我们出题:求过给定五点的非退化二次曲线,自然要求点以及二次曲线的系数都尽量简单,为此可以利用MMA编程如下:
A = {{0}};
X = {{x1}, {x2}, {x3}};
l = 0;
r = 2; (*系数以及点的坐标范围*)
a = 0;
n = 0;
maxn = 500;
While[(a == 0 || l != 5 || Det[A] == 0) && n < maxn,
frlist = Table[RandomInteger[{-r, r}], {i, 6}];
A = {{frlist[[1]], frlist[[4]], frlist[[6]]},
{frlist[[4]], frlist[[2]], frlist[[5]]},
{frlist[[6]], frlist[[5]], frlist[[3]]}};
res = FindInstance[
Transpose[X].A.X == 0 &&
x1^2 + x2^2 + x3^2 != 0 && -r < x1 < r && -r < x2 < r && -r < x3 <
r && (x3 == 1 || x3 == 0), {x1, x2, x3}, Integers, 5];
l = Length[res];
If[l == 5,
a1 = X /. res[[1]] // Flatten;
a2 = X /. res[[2]] // Flatten;
a3 = X /. res[[3]] // Flatten;
a4 = X /. res[[4]] // Flatten;
a5 = X /. res[[5]] // Flatten;
a = Det[{a1, a2, a3}]
Det[{a1, a2, a4}] Det[{a1, a3, a4}] Det[{a2, a3, a4}]

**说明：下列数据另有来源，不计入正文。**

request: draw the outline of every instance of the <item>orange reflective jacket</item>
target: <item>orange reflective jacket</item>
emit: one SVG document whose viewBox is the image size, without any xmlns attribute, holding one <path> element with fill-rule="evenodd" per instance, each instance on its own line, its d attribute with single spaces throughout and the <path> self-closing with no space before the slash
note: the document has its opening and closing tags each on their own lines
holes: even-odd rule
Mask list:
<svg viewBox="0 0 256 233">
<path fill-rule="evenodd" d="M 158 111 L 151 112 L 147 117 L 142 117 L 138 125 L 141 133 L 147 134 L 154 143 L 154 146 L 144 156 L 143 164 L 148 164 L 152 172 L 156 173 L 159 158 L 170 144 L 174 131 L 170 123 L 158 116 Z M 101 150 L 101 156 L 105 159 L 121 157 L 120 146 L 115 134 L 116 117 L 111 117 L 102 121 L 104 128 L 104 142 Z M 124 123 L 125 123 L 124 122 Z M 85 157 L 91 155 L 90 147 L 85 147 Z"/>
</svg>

Det[{a1, a2, a5}] Det[{a1, a3, a5}] Det[{a1, a4, a5}] Det[{a2, a3,
a5}] Det[{a2, a4, a5}] Det[{a3, a4, a5}]
; n++
];
]
A // MatrixForm
res
a
这段代码首先随机生成6个系数作为非退化二阶曲线的系数,然后检查他是否是非退化的;若是在其上找5个点,使得它们任何三点不共线。